The concrete pathways will be replaced with the stone dust. The surrounding streets, whether part of the pedestrian zone or open for traffic, will be paved with stone slabs. The reconstruction should last from April to the autumn of 2018. However, the works didn't start as planned and the reconstruction began suddenly on 21 September 2018, without any official announcement, with a deadline in July 2019. The project includes also the surrounding streets. The streets of Vuka Karadžića and part of Topličin Venac will be adapted into the extended pedestrian zone, while the remaining streets around the park will become a traffic calming zone.

Cutting some of the trees, transforming the park into the mini square and cutting it off from the traffic is part of the wider action by the city government to close the entire downtown for traffic and pave green areas with granite slabs. Local residents began to protest even before the works started, but the protesting became physical since September 2018. Described as employing the "guerrilla tactics", the residents organized signing of the petitions on the square, organizing protests on the location and 24-hours a day "guards", forming human chains, blocking the machines and also blocking and escorting workers from the construction site as they had no official work orders. There were even physical skirmishes with a group of anonymous non-residents who gathered and engaged the protesters. Apart from the urban, traffic, aesthetic and humane reasons, one of the objections included the price: on average, renovation of 100 m of the street would cost €850,000. As the protests were held concurrently with the protests at the Republic Square, against the square's renovation project, city assembly adopted a "conclusion" that city will sue everyone blocking the works.

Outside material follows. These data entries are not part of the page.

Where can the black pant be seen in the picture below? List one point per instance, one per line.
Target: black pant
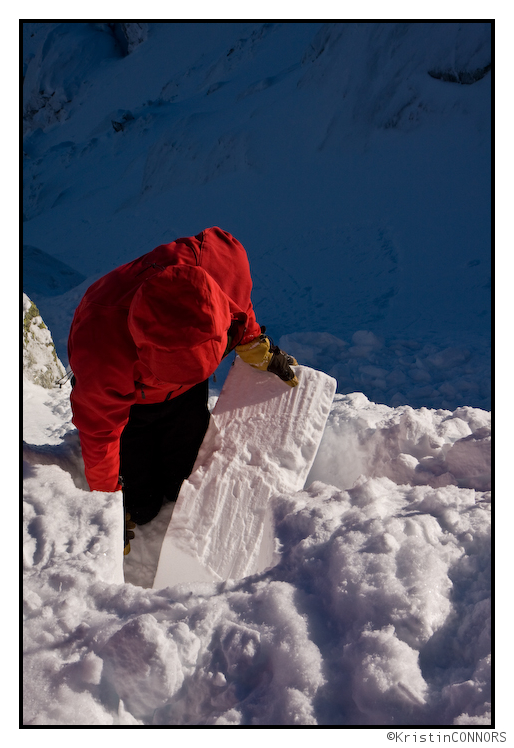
(158, 448)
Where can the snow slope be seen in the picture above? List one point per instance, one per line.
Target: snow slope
(358, 182)
(360, 185)
(377, 611)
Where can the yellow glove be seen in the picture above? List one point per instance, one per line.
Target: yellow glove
(262, 354)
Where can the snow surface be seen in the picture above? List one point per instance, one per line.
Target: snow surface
(360, 186)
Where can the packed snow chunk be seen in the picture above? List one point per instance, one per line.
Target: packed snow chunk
(414, 447)
(143, 666)
(386, 680)
(68, 531)
(40, 363)
(262, 439)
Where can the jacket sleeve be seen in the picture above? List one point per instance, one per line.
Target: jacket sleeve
(103, 393)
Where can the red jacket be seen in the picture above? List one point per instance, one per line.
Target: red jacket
(150, 330)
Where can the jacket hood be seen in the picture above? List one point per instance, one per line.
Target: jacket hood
(179, 319)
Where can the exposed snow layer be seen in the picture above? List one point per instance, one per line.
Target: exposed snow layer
(377, 613)
(222, 509)
(359, 184)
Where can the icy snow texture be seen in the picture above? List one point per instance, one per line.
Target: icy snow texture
(360, 186)
(262, 439)
(358, 183)
(377, 611)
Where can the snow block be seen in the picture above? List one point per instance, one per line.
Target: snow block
(262, 440)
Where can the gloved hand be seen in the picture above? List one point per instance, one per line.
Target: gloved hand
(262, 354)
(128, 534)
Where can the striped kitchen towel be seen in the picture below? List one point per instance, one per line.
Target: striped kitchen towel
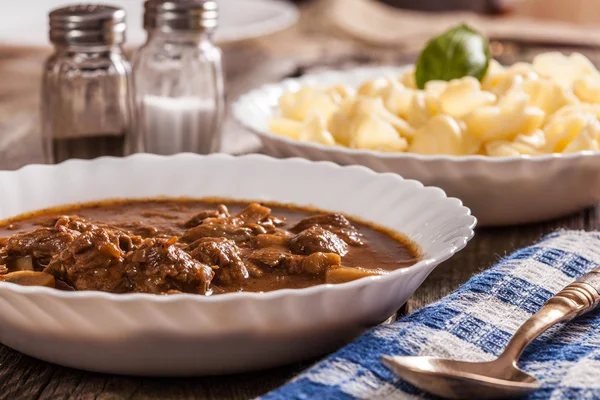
(475, 323)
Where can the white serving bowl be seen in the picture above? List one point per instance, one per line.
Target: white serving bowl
(499, 191)
(187, 334)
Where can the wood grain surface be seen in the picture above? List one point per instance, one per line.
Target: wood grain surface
(307, 47)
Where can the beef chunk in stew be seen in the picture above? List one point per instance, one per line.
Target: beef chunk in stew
(224, 255)
(41, 244)
(335, 223)
(93, 261)
(251, 221)
(316, 239)
(159, 266)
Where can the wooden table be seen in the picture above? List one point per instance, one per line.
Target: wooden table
(304, 48)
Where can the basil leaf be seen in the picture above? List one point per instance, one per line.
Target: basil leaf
(458, 52)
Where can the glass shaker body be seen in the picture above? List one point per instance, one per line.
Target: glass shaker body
(88, 107)
(180, 98)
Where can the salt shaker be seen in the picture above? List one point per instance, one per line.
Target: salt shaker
(179, 78)
(88, 106)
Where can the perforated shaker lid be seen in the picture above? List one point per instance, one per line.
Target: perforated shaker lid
(181, 15)
(87, 24)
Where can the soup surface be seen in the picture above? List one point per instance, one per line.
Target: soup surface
(194, 246)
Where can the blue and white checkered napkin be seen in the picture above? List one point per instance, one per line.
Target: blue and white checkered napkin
(475, 323)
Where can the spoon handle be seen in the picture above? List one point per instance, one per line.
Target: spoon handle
(575, 299)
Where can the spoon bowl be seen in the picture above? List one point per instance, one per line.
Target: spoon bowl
(462, 379)
(499, 378)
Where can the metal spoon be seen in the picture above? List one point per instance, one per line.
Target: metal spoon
(499, 378)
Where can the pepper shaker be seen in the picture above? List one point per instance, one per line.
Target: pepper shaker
(88, 106)
(179, 78)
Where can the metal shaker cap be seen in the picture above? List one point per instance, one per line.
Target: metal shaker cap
(87, 24)
(181, 15)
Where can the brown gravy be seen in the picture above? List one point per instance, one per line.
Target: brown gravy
(380, 250)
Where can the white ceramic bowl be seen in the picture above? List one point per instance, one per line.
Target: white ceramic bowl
(499, 191)
(188, 334)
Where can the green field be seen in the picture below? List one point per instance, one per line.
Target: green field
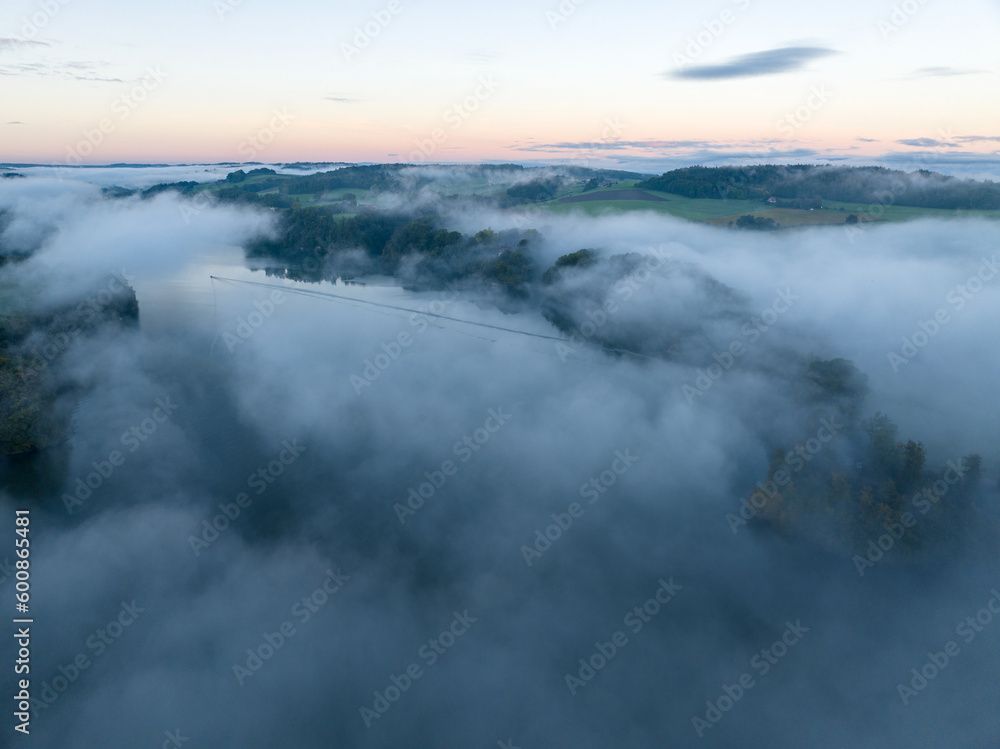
(721, 212)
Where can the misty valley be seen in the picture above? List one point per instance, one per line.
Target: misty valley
(594, 457)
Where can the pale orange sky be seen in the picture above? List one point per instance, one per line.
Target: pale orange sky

However the protest continued and on 30 May 2019 city announced that the Podrecca's project will be abandoned: trees won't be cut, the park will remain with added trees, it won't be part of the widened pedestrian zone while it remained unclear where the Jevrić's sculptures will be exhibited. Residents quit the blockade and the new deadline was set for 1 September 2019, when the reconstructed park was reopened. New, much cheaper project of the more greener park with an open-air stage and the streets open for traffic around it, was presented in June 2019.